Issues related to the contents of school libraries and the reading materials in school curricula have been in the news a lot lately. School authorities have considerable discretion in the books they include and which ones they exclude, but that power is not unlimited. It’s possible for school authorities’ choices to cross constitutional limits and represent violations of the First Amendment’s guarantee of freedom of speech. Free speech cases, like many types of civil cases, can be complex matters requiring detailed knowledge of the law, which is why retaining a knowledgeable Atlanta First Amendment lawyer in your matter is crucial.
One of the most controversial examples occurred to our north in rural Tennessee, where a county school board voted unanimously to remove the book “Maus” by Art Seligman. The Pulitzer Prize-winning book followed the author’s parents through their time in the Auschwitz internment camp. The school board objected to the book’s depictions of suicide, the use of swear words, and an image of nudity as age-inappropriate for eighth-graders.
In Pensacola, Florida, a publisher and some parents used civil litigation to fight back against these sorts of bans. Penguin Random House, several parents, and a free speech nonprofit sued the Escambia County Schools for violating the First Amendment.

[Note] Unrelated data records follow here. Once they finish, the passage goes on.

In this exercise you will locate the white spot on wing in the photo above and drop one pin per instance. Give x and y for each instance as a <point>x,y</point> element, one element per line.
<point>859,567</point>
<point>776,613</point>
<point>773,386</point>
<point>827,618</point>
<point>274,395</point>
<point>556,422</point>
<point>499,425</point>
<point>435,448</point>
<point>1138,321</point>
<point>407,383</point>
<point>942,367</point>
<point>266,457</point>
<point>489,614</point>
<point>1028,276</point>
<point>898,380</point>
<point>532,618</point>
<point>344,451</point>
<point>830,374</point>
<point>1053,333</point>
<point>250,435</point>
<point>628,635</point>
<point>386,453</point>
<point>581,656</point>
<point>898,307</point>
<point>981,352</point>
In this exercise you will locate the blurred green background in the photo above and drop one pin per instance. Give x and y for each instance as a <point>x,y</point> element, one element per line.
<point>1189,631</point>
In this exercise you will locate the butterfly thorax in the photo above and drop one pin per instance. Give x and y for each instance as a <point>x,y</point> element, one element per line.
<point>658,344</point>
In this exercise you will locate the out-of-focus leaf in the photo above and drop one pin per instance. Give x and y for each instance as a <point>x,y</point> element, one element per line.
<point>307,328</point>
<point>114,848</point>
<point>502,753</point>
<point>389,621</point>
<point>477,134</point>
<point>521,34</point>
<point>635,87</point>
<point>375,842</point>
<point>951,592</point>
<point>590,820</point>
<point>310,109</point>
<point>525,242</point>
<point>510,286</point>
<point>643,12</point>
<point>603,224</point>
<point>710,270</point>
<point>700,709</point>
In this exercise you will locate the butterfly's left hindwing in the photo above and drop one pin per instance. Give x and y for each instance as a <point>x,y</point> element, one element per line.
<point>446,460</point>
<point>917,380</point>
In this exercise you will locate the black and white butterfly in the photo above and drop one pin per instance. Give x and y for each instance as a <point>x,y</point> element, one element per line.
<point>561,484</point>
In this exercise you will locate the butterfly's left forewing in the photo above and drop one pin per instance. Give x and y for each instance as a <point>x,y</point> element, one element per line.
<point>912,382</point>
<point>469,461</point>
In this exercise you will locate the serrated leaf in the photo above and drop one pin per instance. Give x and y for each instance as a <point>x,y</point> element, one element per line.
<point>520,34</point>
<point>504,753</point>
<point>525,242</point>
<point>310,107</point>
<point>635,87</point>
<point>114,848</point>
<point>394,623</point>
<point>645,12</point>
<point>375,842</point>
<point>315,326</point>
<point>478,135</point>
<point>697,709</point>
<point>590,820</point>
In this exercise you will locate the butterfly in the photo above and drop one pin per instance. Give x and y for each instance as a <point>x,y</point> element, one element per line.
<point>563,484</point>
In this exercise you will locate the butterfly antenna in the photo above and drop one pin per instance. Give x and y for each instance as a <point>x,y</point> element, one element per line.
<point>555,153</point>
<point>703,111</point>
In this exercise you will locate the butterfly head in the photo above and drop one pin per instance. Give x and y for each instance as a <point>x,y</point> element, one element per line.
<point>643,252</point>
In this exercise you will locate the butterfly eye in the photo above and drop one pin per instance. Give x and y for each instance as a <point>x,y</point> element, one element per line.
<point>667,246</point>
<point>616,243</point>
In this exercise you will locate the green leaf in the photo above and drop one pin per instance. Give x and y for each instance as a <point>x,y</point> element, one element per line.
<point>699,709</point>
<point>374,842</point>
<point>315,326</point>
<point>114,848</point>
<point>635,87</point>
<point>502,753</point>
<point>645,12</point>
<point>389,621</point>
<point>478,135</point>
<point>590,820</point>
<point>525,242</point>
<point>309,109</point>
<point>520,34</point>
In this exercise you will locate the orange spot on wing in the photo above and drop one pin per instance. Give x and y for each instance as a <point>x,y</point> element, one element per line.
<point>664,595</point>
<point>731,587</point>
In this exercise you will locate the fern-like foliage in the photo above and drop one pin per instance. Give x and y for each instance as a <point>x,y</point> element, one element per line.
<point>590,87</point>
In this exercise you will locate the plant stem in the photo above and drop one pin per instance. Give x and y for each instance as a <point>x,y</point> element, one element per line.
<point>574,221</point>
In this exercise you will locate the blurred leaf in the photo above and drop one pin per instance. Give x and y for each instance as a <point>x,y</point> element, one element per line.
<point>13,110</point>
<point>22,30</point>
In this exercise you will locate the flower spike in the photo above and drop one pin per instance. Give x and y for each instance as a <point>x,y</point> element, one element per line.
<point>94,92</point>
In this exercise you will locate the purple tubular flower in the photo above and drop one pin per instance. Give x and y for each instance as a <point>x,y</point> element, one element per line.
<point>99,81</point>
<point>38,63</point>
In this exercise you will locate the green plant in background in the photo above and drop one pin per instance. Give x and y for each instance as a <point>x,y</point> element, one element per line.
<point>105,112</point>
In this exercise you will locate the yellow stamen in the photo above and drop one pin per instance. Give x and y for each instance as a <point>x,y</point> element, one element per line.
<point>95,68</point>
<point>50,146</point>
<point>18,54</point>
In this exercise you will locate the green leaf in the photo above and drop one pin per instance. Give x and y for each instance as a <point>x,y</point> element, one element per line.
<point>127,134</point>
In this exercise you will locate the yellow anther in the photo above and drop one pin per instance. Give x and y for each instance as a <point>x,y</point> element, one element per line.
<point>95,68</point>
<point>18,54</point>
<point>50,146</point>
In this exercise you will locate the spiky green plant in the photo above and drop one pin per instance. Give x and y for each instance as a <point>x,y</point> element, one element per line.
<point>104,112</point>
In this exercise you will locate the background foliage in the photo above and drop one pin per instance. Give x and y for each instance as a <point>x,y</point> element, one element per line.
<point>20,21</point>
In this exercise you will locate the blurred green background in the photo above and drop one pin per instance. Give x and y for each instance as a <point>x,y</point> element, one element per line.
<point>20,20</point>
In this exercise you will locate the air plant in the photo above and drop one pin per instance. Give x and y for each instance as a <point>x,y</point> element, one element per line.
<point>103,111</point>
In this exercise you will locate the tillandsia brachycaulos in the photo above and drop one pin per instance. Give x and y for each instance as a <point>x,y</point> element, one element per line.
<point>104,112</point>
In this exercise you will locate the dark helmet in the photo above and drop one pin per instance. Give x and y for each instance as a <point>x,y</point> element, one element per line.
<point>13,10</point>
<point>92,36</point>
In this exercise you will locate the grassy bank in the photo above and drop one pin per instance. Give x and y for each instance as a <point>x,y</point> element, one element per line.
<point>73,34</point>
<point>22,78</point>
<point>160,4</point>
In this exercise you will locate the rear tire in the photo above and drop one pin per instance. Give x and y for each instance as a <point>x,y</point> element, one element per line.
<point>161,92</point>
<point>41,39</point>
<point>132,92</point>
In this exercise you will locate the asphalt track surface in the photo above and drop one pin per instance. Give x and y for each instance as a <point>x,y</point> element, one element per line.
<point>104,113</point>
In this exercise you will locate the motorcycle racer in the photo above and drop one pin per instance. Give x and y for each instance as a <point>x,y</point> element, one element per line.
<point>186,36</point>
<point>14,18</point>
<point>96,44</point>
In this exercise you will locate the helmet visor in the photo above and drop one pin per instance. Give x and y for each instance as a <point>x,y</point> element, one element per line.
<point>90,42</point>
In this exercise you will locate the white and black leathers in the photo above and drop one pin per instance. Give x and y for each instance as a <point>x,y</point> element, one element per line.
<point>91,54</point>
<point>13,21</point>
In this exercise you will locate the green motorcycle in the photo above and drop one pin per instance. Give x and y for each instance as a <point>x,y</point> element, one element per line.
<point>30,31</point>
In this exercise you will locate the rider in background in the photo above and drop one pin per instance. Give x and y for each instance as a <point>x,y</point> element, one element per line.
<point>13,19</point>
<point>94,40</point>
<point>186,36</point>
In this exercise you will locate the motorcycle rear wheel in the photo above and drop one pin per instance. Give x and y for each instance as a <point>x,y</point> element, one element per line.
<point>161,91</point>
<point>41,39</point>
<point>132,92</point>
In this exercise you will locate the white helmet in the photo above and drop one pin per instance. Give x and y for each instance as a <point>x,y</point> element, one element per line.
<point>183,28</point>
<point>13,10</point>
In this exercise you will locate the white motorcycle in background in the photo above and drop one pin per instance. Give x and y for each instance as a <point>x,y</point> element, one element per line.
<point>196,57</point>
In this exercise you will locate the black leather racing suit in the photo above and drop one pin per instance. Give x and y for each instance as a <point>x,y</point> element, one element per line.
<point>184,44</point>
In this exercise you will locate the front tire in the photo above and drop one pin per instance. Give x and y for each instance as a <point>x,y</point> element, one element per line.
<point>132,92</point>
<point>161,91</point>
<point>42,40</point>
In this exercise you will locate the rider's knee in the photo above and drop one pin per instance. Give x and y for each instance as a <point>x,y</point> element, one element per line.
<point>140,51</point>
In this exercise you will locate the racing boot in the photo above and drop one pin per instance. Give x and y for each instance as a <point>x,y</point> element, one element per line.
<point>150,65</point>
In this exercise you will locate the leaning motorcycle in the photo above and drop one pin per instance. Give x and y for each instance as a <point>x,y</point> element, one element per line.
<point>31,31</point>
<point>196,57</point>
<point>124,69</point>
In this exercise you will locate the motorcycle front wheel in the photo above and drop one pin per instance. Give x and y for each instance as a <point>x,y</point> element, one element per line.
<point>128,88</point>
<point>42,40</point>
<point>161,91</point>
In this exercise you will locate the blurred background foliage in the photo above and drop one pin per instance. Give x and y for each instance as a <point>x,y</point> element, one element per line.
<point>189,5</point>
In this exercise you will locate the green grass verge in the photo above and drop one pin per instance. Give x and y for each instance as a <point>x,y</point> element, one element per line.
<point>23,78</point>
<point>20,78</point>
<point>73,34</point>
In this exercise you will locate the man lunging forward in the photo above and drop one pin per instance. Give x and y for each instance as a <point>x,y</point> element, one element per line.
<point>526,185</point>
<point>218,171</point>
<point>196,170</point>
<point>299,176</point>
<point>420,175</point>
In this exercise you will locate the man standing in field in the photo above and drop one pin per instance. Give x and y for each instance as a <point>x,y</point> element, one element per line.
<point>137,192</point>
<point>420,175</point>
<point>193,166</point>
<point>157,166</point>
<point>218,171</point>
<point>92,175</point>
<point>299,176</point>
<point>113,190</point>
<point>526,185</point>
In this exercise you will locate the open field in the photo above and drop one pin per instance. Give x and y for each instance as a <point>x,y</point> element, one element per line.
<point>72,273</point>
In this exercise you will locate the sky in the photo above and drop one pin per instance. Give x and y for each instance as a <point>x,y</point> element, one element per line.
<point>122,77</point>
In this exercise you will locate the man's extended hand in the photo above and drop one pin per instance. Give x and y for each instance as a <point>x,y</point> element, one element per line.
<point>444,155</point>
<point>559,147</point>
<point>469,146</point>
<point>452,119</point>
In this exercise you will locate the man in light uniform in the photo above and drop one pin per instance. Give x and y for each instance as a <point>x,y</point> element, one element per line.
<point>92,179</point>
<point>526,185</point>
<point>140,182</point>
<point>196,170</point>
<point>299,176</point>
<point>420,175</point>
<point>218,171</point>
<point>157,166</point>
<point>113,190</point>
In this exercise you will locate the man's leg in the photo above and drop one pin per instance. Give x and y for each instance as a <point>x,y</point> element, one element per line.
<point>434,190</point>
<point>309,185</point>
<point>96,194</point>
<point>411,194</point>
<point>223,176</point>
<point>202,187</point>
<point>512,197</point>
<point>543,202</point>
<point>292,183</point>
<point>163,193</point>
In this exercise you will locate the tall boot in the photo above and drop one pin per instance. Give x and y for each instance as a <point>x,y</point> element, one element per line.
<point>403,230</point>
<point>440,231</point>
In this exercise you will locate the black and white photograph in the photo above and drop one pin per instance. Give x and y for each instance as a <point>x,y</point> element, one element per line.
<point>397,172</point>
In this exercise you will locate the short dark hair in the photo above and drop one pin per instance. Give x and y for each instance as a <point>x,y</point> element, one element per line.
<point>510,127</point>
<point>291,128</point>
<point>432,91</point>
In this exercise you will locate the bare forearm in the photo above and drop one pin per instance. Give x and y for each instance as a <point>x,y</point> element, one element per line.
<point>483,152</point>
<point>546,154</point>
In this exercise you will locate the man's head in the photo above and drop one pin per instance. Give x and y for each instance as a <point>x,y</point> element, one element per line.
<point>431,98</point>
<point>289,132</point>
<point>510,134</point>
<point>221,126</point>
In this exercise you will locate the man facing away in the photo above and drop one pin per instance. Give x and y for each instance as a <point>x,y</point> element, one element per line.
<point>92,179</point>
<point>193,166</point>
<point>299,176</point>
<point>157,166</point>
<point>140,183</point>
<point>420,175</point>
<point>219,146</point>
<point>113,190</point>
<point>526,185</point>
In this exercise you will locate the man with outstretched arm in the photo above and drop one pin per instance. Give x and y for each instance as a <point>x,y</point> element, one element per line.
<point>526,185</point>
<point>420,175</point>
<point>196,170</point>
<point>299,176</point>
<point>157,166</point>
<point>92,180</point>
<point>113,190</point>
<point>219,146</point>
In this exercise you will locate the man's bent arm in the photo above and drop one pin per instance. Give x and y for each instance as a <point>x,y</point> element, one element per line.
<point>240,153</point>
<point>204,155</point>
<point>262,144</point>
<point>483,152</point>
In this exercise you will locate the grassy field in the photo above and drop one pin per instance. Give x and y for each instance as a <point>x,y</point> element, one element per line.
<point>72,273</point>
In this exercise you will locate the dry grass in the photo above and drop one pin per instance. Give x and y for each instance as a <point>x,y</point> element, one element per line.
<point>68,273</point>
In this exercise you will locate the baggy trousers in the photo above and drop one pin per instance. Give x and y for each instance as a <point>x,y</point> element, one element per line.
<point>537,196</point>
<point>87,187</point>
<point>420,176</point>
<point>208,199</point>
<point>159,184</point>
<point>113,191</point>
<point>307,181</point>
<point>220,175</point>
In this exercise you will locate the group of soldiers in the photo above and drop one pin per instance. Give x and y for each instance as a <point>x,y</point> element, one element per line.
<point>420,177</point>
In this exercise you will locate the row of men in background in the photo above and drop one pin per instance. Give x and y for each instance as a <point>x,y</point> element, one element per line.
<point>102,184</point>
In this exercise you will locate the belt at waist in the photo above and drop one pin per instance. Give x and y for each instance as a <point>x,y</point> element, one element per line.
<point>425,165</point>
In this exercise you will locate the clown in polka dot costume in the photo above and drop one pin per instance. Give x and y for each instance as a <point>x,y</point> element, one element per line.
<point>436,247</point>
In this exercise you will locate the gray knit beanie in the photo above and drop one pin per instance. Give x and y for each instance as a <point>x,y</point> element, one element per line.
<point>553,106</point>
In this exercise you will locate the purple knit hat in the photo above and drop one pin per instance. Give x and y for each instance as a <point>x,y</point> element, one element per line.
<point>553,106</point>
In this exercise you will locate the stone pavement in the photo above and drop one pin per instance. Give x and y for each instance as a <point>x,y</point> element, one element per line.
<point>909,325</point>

The lawsuit alleged that school authorities disproportionately used their powers to target works that contained LGBTQ+ issues or dealt with race discrimination.
Nationwide, half of the 10 “most challenged books of 2021,” according to the American Library Association, had LGBTQ+ content.
The U.S. Supreme Court’s 1982 Ruling on School Book Bans
The U.S. Supreme Court has addressed this topic and provided some guidance, though that guidance is limited.
In 1975, after a Long Island (NY) school district temporarily removed nearly a dozen books from its libraries, five students sued. The Supreme Court ultimately ruled against the school district. The court’s opinion said that, while “local school boards have broad discretion in the management of school affairs,” and can ban books due to “due to pedagogical, educational suitability, and vulgarity reasons,” they cannot exercise that discretion in a way that does not comport with “the transcendent imperatives of the First Amendment.”
The court also said that a student’s “right to receive ideas is a necessary predicate to the recipient’s meaningful exercise of his own rights of speech, press, and political freedom” and that “local school boards may not remove books from school library shelves simply because they dislike the ideas contained in those books.”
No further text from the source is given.